Addressing an unmet need: Developing a new method for purity analysis of large-sized RNA drugs

Jane Luo¹, Dawn Chen¹, Tingting Li¹, Shigeki J Miyake-Stoner², Annie C Chou², Jacqueline Posy², Andrew Geall², Kerstin Pohl¹ and Sahana Mollah^1
1SCIEX, USA; ²Replicate Bioscience, USA 

Abstract

This technical note outlines the development of a new method for assessing the purity of a 16 kilobase (kb) self-replicating RNA (srRNA), a type of messenger RNA (mRNA), using capillary gel electrophoresis with laser-induced fluorescence detection (CGE-LIF). This method aims to overcome the difficulties of characterizing large RNA molecules, such as srRNA or self-amplifying RNA (saRNA).
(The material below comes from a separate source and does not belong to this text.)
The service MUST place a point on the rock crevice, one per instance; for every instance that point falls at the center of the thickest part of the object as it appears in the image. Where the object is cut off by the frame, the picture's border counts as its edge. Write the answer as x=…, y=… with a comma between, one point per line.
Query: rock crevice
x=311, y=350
Due to their self-replicative properties, srRNA and saRNA vaccines require lower doses than conventional RNA vaccines, thus reducing the burden of manufacturing and enabling faster pandemic responses.¹ However, these RNA molecules range from 9 to 16 kb in size. Traditional workflows, which are generally optimized for RNAs up to 6 or 9 kb, struggle with these large sizes. This technical note presents a new method developed by modifying the dsDNA 1000 gel and optimizing CGE-LIF conditions. These changes provide high-resolution separation (Figure 1) and reproducible purity analysis of a 16 kb srRNA. This development also paves the way for the characterization of other large-sized RNA vaccines and therapeutics. 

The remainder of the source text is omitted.